Best Practices

​

Secure API Key Management

Your Crossmint API key is very powerful. It allows you to mint new NFTs, and also to edit them.

To prevent malicious agents from compromising your project:

• Never share these keys with others or using non encrypted channels.
• Never commit these keys in code that is saved to version control, like Git. Instead, use environment variables.
• Never use these keys from the client side / frontend of your website. These keys should only be used from the server side.

​

Choosing the right media

Pay special attention to the format and encoding you use for your media files, to ensure your users can view their NFT with high quality even in low bandwidth environments. Consider the following:

1. Choose an efficient file format: Crossmint recommends PNG or WEBP for images, and MP4 for video.
2. Find the right balance between media quality and loading speed.
   • Pick the lowest resolution that fits your use case: 1024x1024 looks crisp on mobile. For desktop, you can increase it by a factor of 2 or 3 without compromising speed notably.
   • Optimize the file size: If your audience is mobile, aim for up to 300KB for images, and 5MB for video.

​

Ensure your metadata follows industry standards

Follow the metadata standards to ensure compatibility with marketplaces, wallets, and other apps.
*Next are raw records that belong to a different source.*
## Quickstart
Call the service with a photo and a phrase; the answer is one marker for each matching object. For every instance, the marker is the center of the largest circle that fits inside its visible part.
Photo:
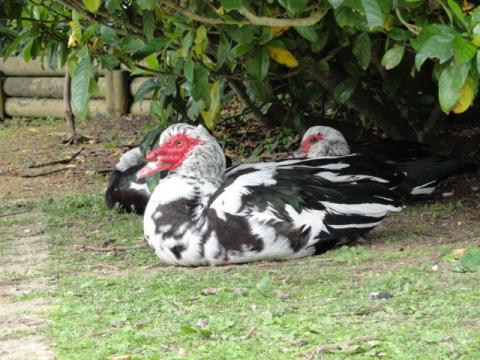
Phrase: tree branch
(298, 22)
(252, 19)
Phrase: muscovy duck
(201, 215)
(424, 170)
(124, 189)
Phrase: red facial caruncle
(170, 155)
(309, 141)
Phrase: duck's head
(186, 149)
(321, 141)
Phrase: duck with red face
(423, 169)
(201, 214)
(321, 141)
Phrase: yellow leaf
(388, 24)
(282, 56)
(75, 35)
(467, 6)
(211, 116)
(467, 94)
(278, 30)
(94, 43)
(92, 5)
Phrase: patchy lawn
(112, 300)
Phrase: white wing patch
(230, 200)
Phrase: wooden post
(121, 92)
(109, 92)
(2, 99)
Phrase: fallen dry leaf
(458, 253)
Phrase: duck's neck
(176, 219)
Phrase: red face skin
(310, 141)
(169, 156)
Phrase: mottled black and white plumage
(124, 190)
(200, 215)
(423, 169)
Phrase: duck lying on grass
(424, 170)
(202, 215)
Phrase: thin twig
(17, 212)
(55, 162)
(46, 173)
(415, 30)
(114, 249)
(310, 354)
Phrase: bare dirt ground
(25, 254)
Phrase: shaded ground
(74, 285)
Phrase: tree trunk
(69, 116)
(2, 100)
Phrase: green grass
(122, 304)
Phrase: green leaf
(152, 62)
(346, 16)
(109, 36)
(319, 45)
(147, 4)
(231, 4)
(223, 50)
(187, 43)
(336, 3)
(471, 260)
(109, 61)
(457, 11)
(146, 88)
(134, 45)
(374, 15)
(463, 50)
(148, 24)
(478, 61)
(150, 140)
(242, 35)
(308, 33)
(211, 116)
(188, 68)
(452, 78)
(7, 31)
(344, 90)
(152, 47)
(242, 49)
(399, 34)
(393, 57)
(80, 86)
(91, 5)
(362, 50)
(294, 6)
(200, 88)
(434, 42)
(257, 66)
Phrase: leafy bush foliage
(394, 61)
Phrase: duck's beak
(159, 160)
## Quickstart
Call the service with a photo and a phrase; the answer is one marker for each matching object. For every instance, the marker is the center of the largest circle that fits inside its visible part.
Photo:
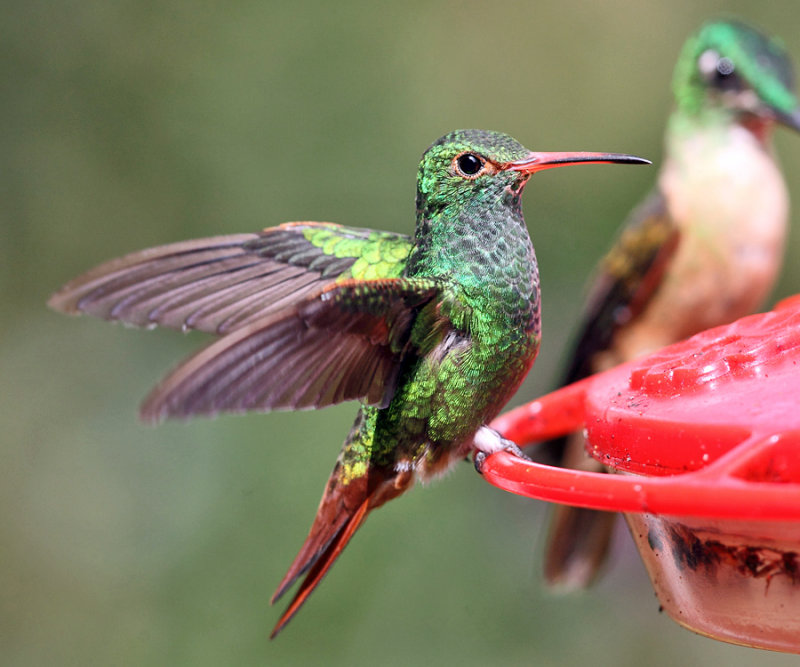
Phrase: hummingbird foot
(488, 441)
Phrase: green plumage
(432, 334)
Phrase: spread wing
(224, 283)
(627, 278)
(347, 341)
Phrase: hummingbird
(432, 334)
(703, 249)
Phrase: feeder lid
(716, 414)
(683, 407)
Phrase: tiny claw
(497, 443)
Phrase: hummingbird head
(730, 66)
(468, 168)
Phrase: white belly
(732, 214)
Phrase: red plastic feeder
(707, 435)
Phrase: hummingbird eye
(719, 71)
(468, 164)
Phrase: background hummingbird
(703, 249)
(433, 334)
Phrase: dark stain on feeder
(692, 552)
For more detail, read the metadata guide. You can create test NFTs in staging to verify they function properly with other applications.

​

Validate on staging before deploying on mainnet

It is best practice to test everything on a testnet before moving to production. You can access all the tools from the staging console, and read more about the differences between staging and production here.

​

Protect against bots 🤖

It’s common for free NFT claims to get abused by automated scripting and bots. Crossmint offers additional protection vs doing your own contract, as mints can only happen when calling via the mint API (i.e. a bot can’t mint directly submitting transactions onchain).